The survivorship population is measured using prevalence data. Prevalence refers to the number of people alive who have previously been diagnosed with melanoma skin cancer.

The prevalence for 1, 5 and 31 years given below are the number of people living with melanoma skin cancer at the end of 2012 who had been diagnosed in the preceding 1, 5 and 31 years respectively.

At the end of 2012, there were 11,960 people living who had been diagnosed with melanoma skin cancer that year, 51,697 people living who had been diagnosed with melanoma skin cancer in the previous 5 years (from 2008 to 2012) and 169,292 people living who had been diagnosed with melanoma skin cancer in the previous 31 years (from 1982 to 2012).


Data notes

International Statistical Classification of Diseases and Related Health Problems Version 10 (ICD–10)

Cancer is classified by the International Statistical Classification of Diseases and Related Health Problems Version 10 (ICD–10). This is a statistical classification, published by the World Health Organization, in which each morbid condition is assigned a unique code according to established criteria.

Estimations

Future estimations for incidence and mortality are a mathematical extrapolation of past trends. They assume that the most recent trends will continue into the future, and are intended to illustrate future changes that might reasonably be expected to occur if the stated assumptions continue to apply over the estimated period. Actual future cancer incidence and mortality rates may vary from these estimations. For instance, new screening programs may increase the detection of new cancer cases; new vaccination programs may decrease the risk of developing cancer; and improvements in treatment options may decrease mortality rates.

Incidence

Cancer incidence indicates the number of new cancers diagnosed during a specified time period (usually one year).

The 2013 national incidence counts include estimates for NSW because the actual data were not available. Note that actual data for the Australian Capital Territory do not include cases identified from death certificates.

The 2017 estimates are based on 2004–13 incidence data. Due to rounding of these estimates, male and female incidence may not sum to person incidence.

Mortality

Cancer mortality refers to the number of deaths occurring during a specified time period (usually one year) for which the underlying cause of death is cancer.
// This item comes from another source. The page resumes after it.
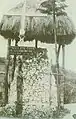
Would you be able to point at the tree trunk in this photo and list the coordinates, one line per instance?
(6, 74)
(14, 63)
The 2017 estimates are based on mortality data up to 2013. Joinpoint analysis was used on the longest time series of age–standardised rates available to determine the starting year of the most recent trend.

Prevalence

Prevalence of cancer refers to the number of people alive with a prior diagnosis of cancer at a given time. It is distinct from incidence, which is the number of new cancers diagnosed within a given period of time. The longest period for which it is possible to calculate prevalence using the available national data (from 1982 to 2012) is currently 31 years so this is used to provide an estimate of the ‘total’ prevalence of cancer as at the end of 2012, noting that people diagnosed with cancer before 1982 aren’t included.

Age standardised rates

Incidence and mortality rates expressed per 100,000 population are age–standardised to the Australian population as at 30 June 2001.


References

  1. Australian Institute of Health and Welfare 2017. Australian Cancer Incidence and Mortality (ACIM) books: Melanoma of the skin. Canberra: AIHW. www.aihw.gov.au/acim–books [Accessed February 2017].
  2. AIHW 2017. Cancer in Australia 2017. Cancer series no. 101. Cat. No. CAN 100. Canberra: AIHW.